第83話 異世界武器屋事情

 時は流れ、いよいよ始まった訓練に衛士候補生たちが慣れだした頃、フェルメール王女殿下とエヴァルトさんは王都ラトレイアに帰っていった。 


 あれから毎日エヴァルトさんに訓練をつけてもらった俺は、自分で言うのはなんだけど、ずいぶんと動きが洗練してきたつもりだ。

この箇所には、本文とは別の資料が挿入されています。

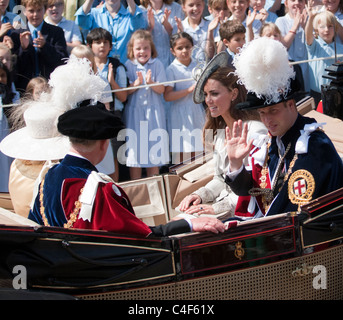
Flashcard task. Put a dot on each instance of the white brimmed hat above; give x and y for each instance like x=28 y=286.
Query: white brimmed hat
x=39 y=140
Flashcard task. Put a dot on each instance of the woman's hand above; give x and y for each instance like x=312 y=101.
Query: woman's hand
x=201 y=209
x=192 y=199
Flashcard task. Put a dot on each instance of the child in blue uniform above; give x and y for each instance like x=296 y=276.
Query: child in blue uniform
x=186 y=117
x=145 y=119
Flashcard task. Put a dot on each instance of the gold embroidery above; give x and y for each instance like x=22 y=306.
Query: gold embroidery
x=301 y=187
x=72 y=217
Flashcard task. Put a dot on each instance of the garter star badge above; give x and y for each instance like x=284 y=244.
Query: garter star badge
x=301 y=187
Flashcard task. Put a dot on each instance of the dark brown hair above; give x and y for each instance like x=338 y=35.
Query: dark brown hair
x=228 y=79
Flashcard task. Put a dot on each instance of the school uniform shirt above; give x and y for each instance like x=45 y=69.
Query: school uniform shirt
x=256 y=27
x=121 y=26
x=317 y=171
x=145 y=119
x=186 y=117
x=199 y=35
x=5 y=161
x=297 y=51
x=159 y=34
x=271 y=15
x=71 y=30
x=320 y=49
x=47 y=58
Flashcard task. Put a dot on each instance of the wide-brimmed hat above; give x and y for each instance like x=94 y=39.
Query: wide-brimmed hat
x=39 y=140
x=262 y=66
x=218 y=61
x=90 y=122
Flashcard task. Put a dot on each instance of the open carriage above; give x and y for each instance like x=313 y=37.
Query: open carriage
x=286 y=256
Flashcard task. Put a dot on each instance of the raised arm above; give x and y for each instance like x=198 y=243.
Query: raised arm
x=237 y=145
x=309 y=37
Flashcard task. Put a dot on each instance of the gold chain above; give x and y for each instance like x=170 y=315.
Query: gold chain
x=263 y=179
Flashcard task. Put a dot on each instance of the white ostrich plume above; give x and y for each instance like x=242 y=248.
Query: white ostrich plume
x=263 y=68
x=74 y=82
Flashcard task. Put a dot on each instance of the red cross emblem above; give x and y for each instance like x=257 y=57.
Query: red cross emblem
x=300 y=187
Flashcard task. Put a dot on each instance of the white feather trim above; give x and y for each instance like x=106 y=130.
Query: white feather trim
x=74 y=82
x=263 y=68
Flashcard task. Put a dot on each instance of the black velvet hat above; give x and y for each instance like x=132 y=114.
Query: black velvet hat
x=218 y=61
x=89 y=121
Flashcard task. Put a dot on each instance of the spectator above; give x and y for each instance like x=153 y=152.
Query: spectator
x=121 y=22
x=232 y=34
x=263 y=14
x=113 y=72
x=219 y=13
x=239 y=9
x=144 y=113
x=320 y=45
x=195 y=25
x=161 y=15
x=54 y=16
x=293 y=35
x=186 y=118
x=40 y=48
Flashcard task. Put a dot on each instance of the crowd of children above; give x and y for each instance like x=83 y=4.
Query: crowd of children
x=132 y=44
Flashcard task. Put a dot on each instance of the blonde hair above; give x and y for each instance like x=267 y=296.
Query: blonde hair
x=6 y=48
x=33 y=83
x=145 y=3
x=326 y=18
x=35 y=3
x=269 y=26
x=141 y=35
x=83 y=51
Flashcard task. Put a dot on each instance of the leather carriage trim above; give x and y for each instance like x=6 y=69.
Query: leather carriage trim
x=233 y=241
x=108 y=244
x=107 y=285
x=312 y=245
x=250 y=235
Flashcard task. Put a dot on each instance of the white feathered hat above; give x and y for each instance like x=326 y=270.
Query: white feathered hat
x=262 y=66
x=40 y=140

 ただ、最後までエヴァルトさんに、1本も入れることができなかったのが残念である。


 そして何より残念なことと言えば、やはりフェルメール王女殿下との別れだ。

 川で遊び、一緒にお菓子を作り、プルスに乗って町を駆けまわり、みんな最初に気を使っていたのが嘘のように、毎日笑いながら同じときを過ごした。

 特にエレインとはすっかり意気投合したみたいで、お互い涙し抱きあいながら別れを惜しんでいた。


 そしてそんな別れからすでに3日がたった頃、俺はひとつの疑問を抱いていた。


「ところでルイーズ。別に帰れと言っている訳じゃないが、いつまでうちにいるんだ?」


 当たり前のように、うちのリビングで紅茶を飲みくつろぐ、ルイーズ嬢に俺は問いかけた。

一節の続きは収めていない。